One hundred and four OB subjects seen consecutively by one physician and 67 pediatric subjects diagnosed with T2DM (negative antibodies) were screened from an institutional review board-approved database. Fifty-two T2DM and 75 OB subjects with fasting lipid profiles measured at one hospital's laboratory were included.
Both OB and T2DM subjects were predominantly Mexican American. Comparing T2DM at diagnosis or uncontrolled (UC) and OB, mean +/- SD age was 14.3 +/- 2.3 and 11.4 +/- 3.7 with body mass index-Z score of 2.02 +/- 0.67 and 2.46 +/- 0.45, respectively (both p < 0.01). Comparing lipid levels in T2DM to OB and National Health and Nutrition Examination Survey III, the percentage of subjects, respectively, with cholesterol >200 mg/dL (5.17 mmol/L) were 55.8, 22.7, and 10%; with low-density lipoprotein >130 mg/dL (3.36 mmol/L) were 39.4, 12.5, and 10%; with triglycerides >150 mg/dL (1.68 mmol/L) were 65.1, 38.7, and 12.5%; and with high-density lipoprotein <35 mg/dL (0.91 mmol/L) were 40, 22.2, and 10%. Over 80% of the T2DM subjects improved their lipid profile with improved glycemic control as hemoglobin A1c decreased from 10.85 +/- 2.17 to 7.6 +/- 2%.
Dyslipidemia is a frequent comorbidity of obesity and T2DM, starting in childhood, and poses a major public health risk. Dyslipidemia in pediatric subjects with UC T2DM is significantly worse than in OB subjects but is similar to OB subjects when diabetes was better controlled. Earlier use of lipid-lowering drugs should be considered in pediatric T2DM patients who achieve tight glycemic control, yet their dyslipidemia persists.
比较在儿科专科门诊随访的2型糖尿病(T2DM)患者与非糖尿病肥胖组(OB)患者血脂异常的发生率及严重程度。
从机构审查委员会批准的数据库中筛选出由一名医生连续诊治的104例OB患者以及67例诊断为T2DM(抗体阴性)的儿科患者。纳入了在一家医院实验室测量了空腹血脂谱的52例T2DM患者和75例OB患者。

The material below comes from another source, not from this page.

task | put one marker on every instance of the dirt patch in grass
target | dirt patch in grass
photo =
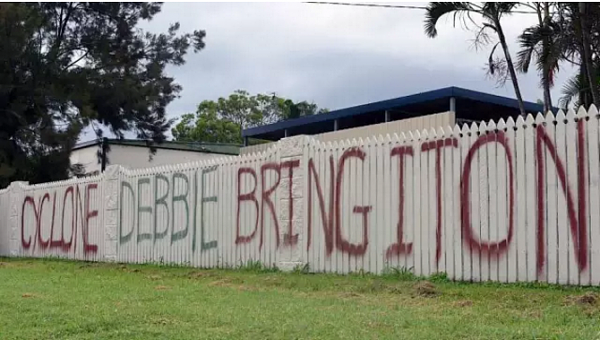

OB组和T2DM组患者主要为墨西哥裔美国人。比较诊断时或血糖未控制(UC)的T2DM患者与OB患者,平均±标准差年龄分别为14.3±2.3岁和11.4±3.7岁,体重指数Z评分分别为2.02±0.67和2.46±0.45(均p<0.01)。将T2DM患者与OB患者以及美国国家健康与营养检查调查III中的血脂水平进行比较,胆固醇>200mg/dL(5.17mmol/L)的患者百分比分别为55.8%、22.7%和10%;低密度脂蛋白>130mg/dL(3.36mmol/L)的患者百分比分别为39.4%、12.5%和10%;甘油三酯>150mg/dL(1.68mmol/L)的患者百分比分别为65.1%、38.7%和12.5%;高密度脂蛋白<35mg/dL(0.91mmol/L)的患者百分比分别为40%、22.2%和10%。随着糖化血红蛋白A1c从10.85±2.17降至7.6±2%,超过80%的T2DM患者血脂谱得到改善。
血脂异常是肥胖和T2DM常见的合并症,始于儿童期,构成重大公共卫生风险。血糖未控制的儿科T2DM患者的血脂异常明显比OB患者严重,但在糖尿病得到较好控制时与OB患者相似。对于血糖严格控制但血脂异常仍持续的儿科T2DM患者,应考虑更早使用降脂药物。